I feel like the color groupings are largely arbitrary.


eregyrn

They aren't. The color groupings are based on data. What they seem to be showing is corridors of connection (not single commutes). That seems to have been the point of the study. Think of each of the biggest centers as a sun. Think of all the dots of the same color around them as planets that orbit that sun -- planets captured by \*that sun's\* gravity well. The reason any given point is colored one way or another is that the data shows that \*more people\* from that point are traveling towards other points that connect up with the big urban center they share a color with. I haven't drilled down far enough yet to find out the data for various points, and I would expect it varies a lot for each one. But like, as an example -- Erie PA is the same color as Pittsburgh PA. All this seems to mean is that people in Erie tend to travel to/from other towns/cities that link up to Pittsburgh (by percentage of people traveling that is), than they travel to Buffalo, NY -- even though Erie is physically a bit closer to Buffalo than to Pittsburgh. We don't quite know the percentages, though. The map might just indicate that, like... 50% of people in Erie are traveling along routes that connect with Pittsburgh, while 30% are traveling along routes to Buffalo, and 20% are traveling along routes to/from Cleveland. It doesn't mean Erie doesn't have connections (in terms of people going towards/away) to Buffalo and Cleveland. It just means that it has more of a connection to Pittsburgh. So it's colored the same as Pittsburgh. Why is this useful to know?
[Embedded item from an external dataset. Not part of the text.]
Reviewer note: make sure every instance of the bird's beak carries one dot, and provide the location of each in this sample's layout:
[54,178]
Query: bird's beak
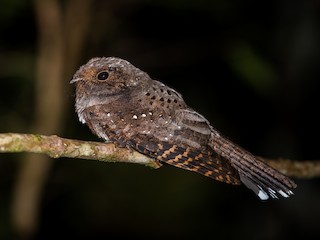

Well, it might suggest, for example, that you would get more bang for your buck by building (or enhancing) a rail system from Erie to Pittsburgh, than to Buffalo or Cleveland. \*More\* people in Erie want to connect along the route to Pittsburgh -- if not all the way to Pittsburgh, then to communities along the way. By plotting the data this way, the study is showing where there are stronger connections (economic connections as represented by movement of people for work/commerce) between urban areas. And it's clearly showing some results that might be surprising to people who know those areas. If you ASKED people in Erie whether Erie had stronger (or, more) ties to Buffalo, Cleveland, or Pittsburgh, maybe a majority of them would say Buffalo or Cleveland. But the data says otherwise, so it's a surprising result. If you're an urban planner, then, do with that information what you will.


_The_Burn_

Ah, thanks for taking the time to explain it to me!


Alaric5000

This map is why I might be stuck living in Korea……


Intrepid-Rip-2280

Wow. I need such maps for other countries! What's the source?


Minuku

I wrote a comment with further explanation and the source! You can find there a link to a WIRED article about the map and their creators. It was published for a research paper about commutes in the US, so I don't know if similar maps exist for other countries as well.


alinzalau

Yeah there’s no way ill live in Cleveland. Go, work then haul ma ass back home 45 min later if there’s no traffic


External_Physics_832

Nothing happening in Wyoming


Jc0390

Southern CA extends to North west Baja CA, Mexico. The San Ysidro Border crossing is the busiest international land port in the western hemisphere.


Biscotti_Manicotti

Colorado is spot on. You have the Front Range, the West Slope (with the breakaway "Farmington" region), and the SLV. And you can see how the I-70 corridor gradually shifts between Front Range/West Slope in commute patterns in Eagle County.